Patienten

Hier noch einige meiner tierischen Patienten. Besten Dank an ihre Besitzer für die Rechte der Veröffentlichung.

Dieser Hund wurde mir mit verkrusteter Nase vorgestellt (Bild links).
Er wurde mit Kortisonsalbe vorbehandelt, wurde aber nur leicht besser und sobald die Besitzer mit dem Eincremen aufhörten, war es alles wieder da. Auch fing es leicht an zu bluten, wenn der Hund etwas daran kratzte. Nach der ersten Gabe des homöopathischen Mittels wurde es besser, jedoch nicht für lange, so dass ich nach der Nachkontrolle ein anderes Mittel vorschlug. Schon bald nach Beginn der Behandlung schlug das Mittel an, so dass nach jetztigem Stand die Krusten weg sind und auf dem Nasenrücken wieder die Haare nachwachsen (Bild rechts).

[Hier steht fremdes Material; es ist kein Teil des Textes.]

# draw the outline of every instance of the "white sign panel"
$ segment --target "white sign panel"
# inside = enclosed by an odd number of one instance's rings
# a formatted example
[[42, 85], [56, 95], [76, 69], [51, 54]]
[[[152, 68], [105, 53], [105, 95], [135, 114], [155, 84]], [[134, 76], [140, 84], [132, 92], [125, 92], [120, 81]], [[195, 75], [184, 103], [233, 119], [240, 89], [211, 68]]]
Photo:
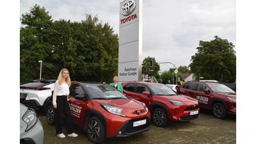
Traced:
[[141, 81], [142, 1], [125, 0], [120, 4], [119, 82]]

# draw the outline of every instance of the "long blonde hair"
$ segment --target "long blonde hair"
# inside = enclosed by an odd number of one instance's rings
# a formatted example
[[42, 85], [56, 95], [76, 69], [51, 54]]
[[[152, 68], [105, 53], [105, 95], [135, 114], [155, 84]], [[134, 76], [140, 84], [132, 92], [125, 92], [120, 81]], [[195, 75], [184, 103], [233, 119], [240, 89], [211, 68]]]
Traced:
[[63, 77], [62, 77], [62, 73], [63, 73], [64, 71], [68, 71], [68, 75], [66, 78], [66, 81], [68, 83], [68, 87], [70, 87], [71, 85], [71, 80], [70, 80], [70, 77], [69, 77], [69, 71], [68, 69], [67, 68], [63, 68], [61, 70], [60, 70], [60, 74], [59, 74], [59, 76], [58, 76], [58, 83], [59, 84], [59, 85], [61, 85], [63, 83]]

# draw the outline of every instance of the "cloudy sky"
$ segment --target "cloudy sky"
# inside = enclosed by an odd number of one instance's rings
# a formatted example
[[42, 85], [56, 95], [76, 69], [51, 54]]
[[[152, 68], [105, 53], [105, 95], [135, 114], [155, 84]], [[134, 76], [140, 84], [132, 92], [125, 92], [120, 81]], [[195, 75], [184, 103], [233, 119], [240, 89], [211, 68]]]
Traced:
[[[98, 15], [119, 32], [119, 6], [122, 0], [20, 0], [20, 17], [38, 4], [52, 19], [81, 22], [85, 14]], [[142, 3], [142, 57], [176, 67], [188, 66], [199, 41], [217, 35], [233, 43], [236, 51], [236, 1], [234, 0], [144, 0]], [[160, 64], [161, 71], [173, 65]]]

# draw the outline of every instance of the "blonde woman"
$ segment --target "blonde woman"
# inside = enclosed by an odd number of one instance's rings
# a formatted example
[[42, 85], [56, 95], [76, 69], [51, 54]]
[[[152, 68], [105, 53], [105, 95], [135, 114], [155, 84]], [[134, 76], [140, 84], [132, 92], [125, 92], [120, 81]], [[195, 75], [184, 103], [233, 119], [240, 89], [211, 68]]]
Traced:
[[69, 107], [68, 95], [71, 81], [68, 69], [63, 68], [55, 82], [52, 95], [53, 108], [56, 109], [56, 131], [57, 136], [61, 138], [66, 137], [62, 132], [62, 115], [66, 119], [67, 131], [68, 136], [77, 137], [73, 132], [70, 108]]
[[118, 83], [119, 81], [119, 78], [118, 76], [115, 76], [114, 78], [113, 78], [113, 81], [114, 83], [110, 83], [109, 84], [113, 86], [114, 88], [116, 88], [120, 92], [123, 93], [123, 87], [122, 86], [121, 84]]

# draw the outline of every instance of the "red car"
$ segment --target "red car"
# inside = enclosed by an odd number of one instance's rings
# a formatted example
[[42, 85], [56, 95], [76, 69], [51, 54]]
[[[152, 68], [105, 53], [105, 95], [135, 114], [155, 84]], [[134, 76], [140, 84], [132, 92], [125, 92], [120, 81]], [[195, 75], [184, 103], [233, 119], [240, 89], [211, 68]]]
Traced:
[[200, 107], [211, 109], [218, 118], [224, 118], [227, 113], [236, 115], [236, 93], [223, 84], [188, 81], [177, 92], [196, 99]]
[[146, 104], [156, 126], [165, 127], [169, 121], [184, 122], [200, 118], [198, 102], [195, 99], [178, 95], [164, 84], [126, 82], [122, 86], [127, 97]]
[[[143, 102], [130, 99], [108, 84], [72, 82], [68, 100], [72, 120], [93, 143], [126, 137], [150, 129], [150, 113]], [[55, 124], [52, 97], [47, 100], [46, 118]], [[64, 115], [63, 115], [64, 116]]]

Die Besitzerin von Kimmy lässt regelmässig Blutuntersuchungen und Impfungen ihrer Tiere durchführen. Bei der letzten Untersuchung hat sich ein Ekzem um die Einstichstelle bei Kimmy gebildet. Kortisongabe durch den Tierartz hat leider keinen Erfolg gebracht. Durch das Belecken wurde das Ekzem nässend und die Stelle wurde kahl.
Nach der Befundaufnahme und Auswertung der Symptome habe ich der Besitzerin eine Mittelempfehlung für ein homöopathisches Mittel abgegeben.
Nach der einmaligen Gabe juckte es Kimmy nach ein paar Tagen nicht mehr, so dass das Ekzem sich zurückbildete.
Leider bildete sich gemäss Tierarzt eine Thrombophlebitis, also eine akute Thrombose und Entzündung von oberflächlichen Venen. Diese wurde mit schulmedizinischen Schmerzmitteln und einem weiteren homöopathischen Mittel behandelt (da sieht man schön, dass die Schulmedizin und die Alternativmedizin sehr gut miteinander auskommen). Nach einigen Tagen war dies vollständig verschwunden und das Fell wuchs wieder nach.


Ich werde oft gefragt, ob man jedes Tier homöopathisch behandeln kann oder nicht. Aus eigener Erfahrung kann ich sagen: ja man kann jede "Grösse" eines Tieres behandeln.
Unsere Rennmaus "Sina" (3+) hielt auf einmal ihren Kopf schräg, ein Auge fast zu und ein Beinchen welches sie fast nicht benutzte. Sie lief völlig orientierungslos umher und schlug auch mal den Kopf an einer Leiter an. Es sah so aus, als ob sie eine Streifung hätte. Wir dachten, wir hätten sie verloren. Ich suchte dann ein Mittel für sie aus, löste es in wenig Wasser auf und verabreichte es ihr.
Am Abend hielt sie den Kopf schon nicht mehr so schief, das Auge war wieder offen und das Bein konnte sie wieder benutzen. Auch die Orientierung war wieder da und sie konnte die Leiter rauf und runter. Zur Zeit wuselt sie wieder super herum!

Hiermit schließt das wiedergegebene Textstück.